Schon vor elf Jahren hat die Zukunftsforscherin Esther Dyson in ihrem Buch «Release 2.0» (was für ein weitsichtiger Titel…) geschrieben: «Für Inhalte im Internet wird man nie Geld verlangen können. Das Angebot ist zu gross, die Nachfrage viel zu klein. Geld verdient nur, wer mit dem Internet seine Kosten senkt.» Damals war ich für Verlage anderer Meinung: Ich dachte, dass sich Bezahl-Modelle für sehr gute Inhalte durchsetzen werden – und jetzt sind von Wall Street Journal bis Spiegel Online selbst die Archive gratis einsehbar.

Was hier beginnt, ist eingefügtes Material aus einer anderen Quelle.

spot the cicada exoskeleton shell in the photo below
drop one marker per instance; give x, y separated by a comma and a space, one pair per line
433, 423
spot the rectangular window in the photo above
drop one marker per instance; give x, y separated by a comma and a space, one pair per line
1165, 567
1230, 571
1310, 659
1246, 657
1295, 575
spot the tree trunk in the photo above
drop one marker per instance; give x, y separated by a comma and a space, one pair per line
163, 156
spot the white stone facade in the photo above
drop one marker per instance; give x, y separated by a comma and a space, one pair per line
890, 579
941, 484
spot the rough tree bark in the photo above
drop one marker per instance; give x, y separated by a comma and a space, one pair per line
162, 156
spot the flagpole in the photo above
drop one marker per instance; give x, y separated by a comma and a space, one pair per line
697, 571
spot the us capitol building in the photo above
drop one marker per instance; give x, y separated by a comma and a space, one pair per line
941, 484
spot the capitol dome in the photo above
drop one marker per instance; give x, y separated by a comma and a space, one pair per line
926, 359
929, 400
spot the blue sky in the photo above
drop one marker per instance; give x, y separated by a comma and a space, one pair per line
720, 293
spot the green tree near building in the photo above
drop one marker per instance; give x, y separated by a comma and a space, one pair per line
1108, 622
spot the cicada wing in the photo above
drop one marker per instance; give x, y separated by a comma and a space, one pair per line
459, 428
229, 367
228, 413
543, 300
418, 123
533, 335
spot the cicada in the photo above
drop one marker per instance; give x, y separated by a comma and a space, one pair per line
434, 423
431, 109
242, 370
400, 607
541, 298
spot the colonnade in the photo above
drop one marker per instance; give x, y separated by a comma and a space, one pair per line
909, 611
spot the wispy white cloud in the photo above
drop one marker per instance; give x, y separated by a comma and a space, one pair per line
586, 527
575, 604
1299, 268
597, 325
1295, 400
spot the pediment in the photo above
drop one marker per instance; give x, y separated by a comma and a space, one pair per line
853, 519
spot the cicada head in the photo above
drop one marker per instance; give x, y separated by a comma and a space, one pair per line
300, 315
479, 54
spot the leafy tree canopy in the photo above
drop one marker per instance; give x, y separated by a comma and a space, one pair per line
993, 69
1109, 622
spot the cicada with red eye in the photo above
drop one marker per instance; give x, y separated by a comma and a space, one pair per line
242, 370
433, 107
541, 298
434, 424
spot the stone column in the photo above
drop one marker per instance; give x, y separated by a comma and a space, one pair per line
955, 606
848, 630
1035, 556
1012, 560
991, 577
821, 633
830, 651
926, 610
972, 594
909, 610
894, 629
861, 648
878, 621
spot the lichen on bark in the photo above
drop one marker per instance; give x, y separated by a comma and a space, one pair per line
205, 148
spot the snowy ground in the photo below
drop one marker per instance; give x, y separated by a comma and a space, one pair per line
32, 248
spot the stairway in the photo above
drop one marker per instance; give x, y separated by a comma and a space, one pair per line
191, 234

Alle Verleger stehen vor der Herausforderung, Inhalte so zu generieren, dass die Kosten für Erarbeitung, Produktion und Distribution wieder hereingespielt werden – in erster Linie durch Werbung, am Rande durch Abonnenten und in einigen Fällen durch Subventionen. Das Web verschärft die Problematik durch

  • den sehr einfachen Netz-Zugang (mehr Konkurrenten, neue Player),
  • die kostenlose Distribution,
  • den erhöhten Aktualitätszwang und
  • den Kampf um Aufmerksamkeit – in Echtzeit, gesteuert durch Suchmaschinen.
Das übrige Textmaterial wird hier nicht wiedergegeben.